The 2026 campaign has been the most aggressive on record. In January, combined extortion actions targeted Grubhub and Panera Bread, the latter involving approximately 5 million individuals. In February, Wynn Resorts (800,000 customer and employee records), Figure Technology Solutions (approximately 1 million records), and the Dutch telecommunications operator Odido (21 million records across 6 million individuals) were all hit. Coinbase was breached in early 2026 via a contractor who improperly accessed internal support tools; ShinyHunters demanded a $20 million ransom. Coinbase refused and posted a $20 million reward for information leading to arrests. In March, Telus and Telus Digital were claimed as targets in a $65 million ransom demand backed by an alleged theft of over one petabyte of data, including call records, FBI background check information, financial data, Salesforce data, and source code. Also in March, ShinyHunters breached the European Commission, exfiltrating over 350 gigabytes of data encompassing personally identifiable information, email communications, sensitive documents, and data belonging to at least 42 internal clients and 29 EU entities. In April, ADT lost the personal information of 5.5 million individuals via a vishing-enabled Okta compromise, and Rockstar Games confirmed a breach through a third-party analytics service, with internal GTA Online and Red Dead Online performance data subsequently published after a ransom deadline expired.
Canvas — May 2026
On May 1, 2026, ShinyHunters claimed responsibility for exfiltrating 3.65 terabytes of data from Instructure’s Canvas learning management system, used daily by students and educators at educational institutions worldwide.

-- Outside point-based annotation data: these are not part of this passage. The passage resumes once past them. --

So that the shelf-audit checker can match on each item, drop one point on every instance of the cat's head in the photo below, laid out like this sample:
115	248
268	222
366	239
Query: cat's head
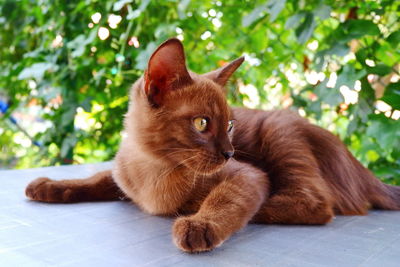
182	117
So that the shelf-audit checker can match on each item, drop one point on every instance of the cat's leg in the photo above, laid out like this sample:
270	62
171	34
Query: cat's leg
95	188
227	208
296	208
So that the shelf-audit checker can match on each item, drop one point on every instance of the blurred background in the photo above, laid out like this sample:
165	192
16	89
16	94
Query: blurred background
66	68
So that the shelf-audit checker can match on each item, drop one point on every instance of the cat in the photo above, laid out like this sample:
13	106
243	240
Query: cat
188	153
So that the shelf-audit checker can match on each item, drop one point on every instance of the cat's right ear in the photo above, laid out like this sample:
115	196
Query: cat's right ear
166	71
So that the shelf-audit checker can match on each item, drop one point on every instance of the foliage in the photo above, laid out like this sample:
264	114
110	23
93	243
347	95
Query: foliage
306	55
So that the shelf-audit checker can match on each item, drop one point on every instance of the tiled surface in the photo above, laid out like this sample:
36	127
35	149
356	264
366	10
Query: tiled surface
118	234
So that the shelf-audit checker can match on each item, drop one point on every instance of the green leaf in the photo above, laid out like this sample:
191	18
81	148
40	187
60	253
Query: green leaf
394	39
380	69
392	95
349	76
386	131
305	30
275	7
67	144
323	11
37	70
360	27
331	96
254	15
144	56
294	20
120	4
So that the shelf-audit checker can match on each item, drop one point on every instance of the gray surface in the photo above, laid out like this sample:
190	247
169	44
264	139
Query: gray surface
118	234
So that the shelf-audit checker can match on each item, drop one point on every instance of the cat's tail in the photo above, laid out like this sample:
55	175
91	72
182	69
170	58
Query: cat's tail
384	196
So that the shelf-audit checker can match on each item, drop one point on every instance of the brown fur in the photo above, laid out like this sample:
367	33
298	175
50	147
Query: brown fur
285	170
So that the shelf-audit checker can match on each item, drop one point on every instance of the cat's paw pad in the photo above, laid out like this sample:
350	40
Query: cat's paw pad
45	190
192	235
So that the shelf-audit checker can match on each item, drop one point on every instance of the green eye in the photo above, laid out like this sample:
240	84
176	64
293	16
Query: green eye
200	124
230	126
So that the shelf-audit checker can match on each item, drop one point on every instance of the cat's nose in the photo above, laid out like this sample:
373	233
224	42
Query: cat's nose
227	154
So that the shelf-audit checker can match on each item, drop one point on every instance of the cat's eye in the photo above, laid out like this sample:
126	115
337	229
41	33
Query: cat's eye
230	126
200	124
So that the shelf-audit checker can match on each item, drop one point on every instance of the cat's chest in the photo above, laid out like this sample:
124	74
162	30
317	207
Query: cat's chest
156	191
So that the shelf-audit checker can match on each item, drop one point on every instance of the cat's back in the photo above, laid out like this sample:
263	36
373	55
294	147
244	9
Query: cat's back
254	127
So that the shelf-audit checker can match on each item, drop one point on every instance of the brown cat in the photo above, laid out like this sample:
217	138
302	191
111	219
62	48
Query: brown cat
177	159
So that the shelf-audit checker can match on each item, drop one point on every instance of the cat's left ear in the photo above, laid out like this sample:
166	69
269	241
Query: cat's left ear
166	71
222	75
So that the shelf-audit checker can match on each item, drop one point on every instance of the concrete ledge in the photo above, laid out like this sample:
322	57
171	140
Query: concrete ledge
119	234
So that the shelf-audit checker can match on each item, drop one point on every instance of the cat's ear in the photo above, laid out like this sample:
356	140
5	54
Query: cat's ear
222	75
166	71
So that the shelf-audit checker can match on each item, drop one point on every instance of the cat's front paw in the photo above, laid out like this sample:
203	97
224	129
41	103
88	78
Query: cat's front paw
193	235
46	190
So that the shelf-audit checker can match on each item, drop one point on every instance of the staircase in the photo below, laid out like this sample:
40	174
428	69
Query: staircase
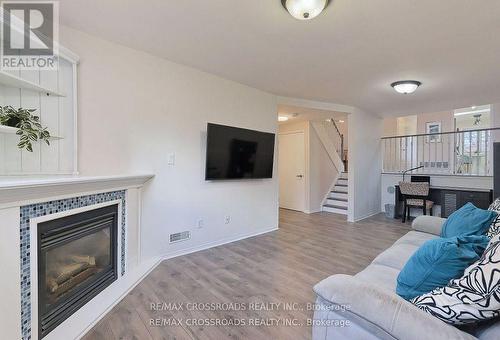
336	202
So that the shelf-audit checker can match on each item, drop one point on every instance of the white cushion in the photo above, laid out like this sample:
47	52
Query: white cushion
472	298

The group listed approximately 9,000 affected institutions and claimed the breach reached as many as 275 million individuals — students, teachers, and institutional staff. On May 7, a second takeover event placed a ransom message directly on Canvas pages visible to logged-in users across thousands of campuses, with a deadline of May 12 to negotiate a settlement or face total data release. ShinyHunters warned that the stolen dataset includes billions of private messages exchanged on the platform — communications routinely used to disclose medical conditions, request academic accommodations, and contact Title IX advocates. Instructure confirmed that names, email addresses, student ID numbers, and platform messages were involved, while stating passwords, financial information, and government identifiers were not compromised. This was Instructure’s second confirmed breach by ShinyHunters in under eight months; the first, in September 2025, had been enabled by a social engineering attack on the company’s Salesforce environment. The University of Illinois postponed final examinations for the weekend. Dozens of other institutions, including members of the University of California system, Harvard, MIT, Oxford, and Duke, issued advisories.
Assessment
ShinyHunters demonstrates that perimeter-focused security models are operationally obsolete against a threat actor that enters through trusted SaaS integrations and human social engineering rather than network intrusion. The group’s consistent targeting of Salesforce environments, OAuth misconfigurations, and cloud data platforms reflects a deliberate strategy built around the vulnerabilities endemic to enterprise SaaS adoption. Its ability to reconstitute operations after multiple arrests, and to strike the same target twice within eight months, suggests a resilient cell structure and an attacker pool that law enforcement has not yet mapped in full. The Canvas breach, executed at peak academic stress during the end of spring semester, is consistent with the group’s documented practice of timing extortion for maximum institutional pressure. Whether the group has a functional ceiling — a ransom large enough, or a target sensitive enough, to invite a decisive law enforcement response — remains unanswered.